Yu Gene J, Robinson Brian S, Hendrickson Phillip J, Song Dong, Berger Theodore W
Center for Neural Engineering, Department of Biomedical Engineering, University of Southern California, Los Angeles, CA 90089, USA.
Annu Int Conf IEEE Eng Med Biol Soc. 2012;2012:1358-61. doi: 10.1109/EMBC.2012.6346190.
In order to understand how memory works in the brain, the hippocampus is highly studied because of its role in the encoding of long-term memories. We have identified four characteristics that would contribute to the encoding process: the morphology of the neurons, their biophysics, synaptic plasticity, and the topography connecting the input to and the neurons within the hippocampus. To investigate how long-term memory is encoded, we are constructing a large-scale biologically realistic model of the rat hippocampus. This work focuses on how topography contributes to the output of the hippocampus. Generally, the brain is structured with topography such that the synaptic connections formed by an input neuron population are organized spatially across the receiving population.
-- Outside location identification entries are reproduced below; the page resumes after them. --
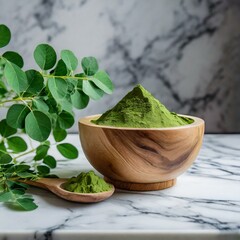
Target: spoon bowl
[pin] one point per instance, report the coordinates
(55, 185)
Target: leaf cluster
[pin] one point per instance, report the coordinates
(40, 102)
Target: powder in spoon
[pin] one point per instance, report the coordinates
(87, 183)
(140, 109)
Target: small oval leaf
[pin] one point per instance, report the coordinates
(50, 161)
(38, 126)
(17, 144)
(79, 99)
(16, 78)
(89, 65)
(35, 81)
(45, 56)
(59, 134)
(6, 130)
(69, 59)
(92, 90)
(65, 120)
(5, 35)
(16, 115)
(102, 80)
(5, 159)
(14, 57)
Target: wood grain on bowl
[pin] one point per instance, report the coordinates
(139, 155)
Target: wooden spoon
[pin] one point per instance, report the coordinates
(55, 185)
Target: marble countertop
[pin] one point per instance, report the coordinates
(204, 204)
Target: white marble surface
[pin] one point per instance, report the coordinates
(205, 204)
(186, 52)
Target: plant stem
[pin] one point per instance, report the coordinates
(23, 154)
(66, 77)
(17, 100)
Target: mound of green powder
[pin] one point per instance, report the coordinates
(139, 109)
(87, 183)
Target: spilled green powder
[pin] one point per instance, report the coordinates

The first step in our model was to construct how entorhinal cortex inputs connect to the dentate gyrus of the hippocampus. We have derived realistic constraints from topographical data to connect the two cell populations. The details on how these constraints were applied are presented. We demonstrate that the spatial connectivity has a major impact on the output of the simulation, and the results emphasize the importance of carefully defining spatial connectivity in neural network models of the brain in order to generate relevant spatiotemporal patterns.
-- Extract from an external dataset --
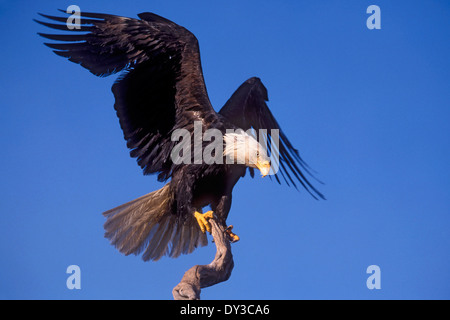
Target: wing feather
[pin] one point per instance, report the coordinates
(247, 109)
(161, 87)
为了了解记忆在大脑中的工作方式,海马体因其在长期记忆编码中的作用而受到广泛研究。我们已经确定了有助于编码过程的四个特征:神经元的形态、它们的生物物理学、突触可塑性以及连接海马体输入与内部神经元的拓扑结构。为了研究长期记忆是如何编码的,我们正在构建一个大鼠海马体的大规模生物逼真模型。这项工作重点关注拓扑结构如何影响海马体的输出。一般来说,大脑是按照拓扑结构构建的,使得输入神经元群体形成的突触连接在空间上分布于接收群体中。我们模型的第一步是构建内嗅皮层输入如何连接到海马体齿状回。我们从拓扑数据中得出了现实的约束条件来连接这两个细胞群体。文中介绍了这些约束条件的应用细节。我们证明空间连接性对模拟输出有重大影响,结果强调了在大脑神经网络模型中仔细定义空间连接性以生成相关时空模式的重要性。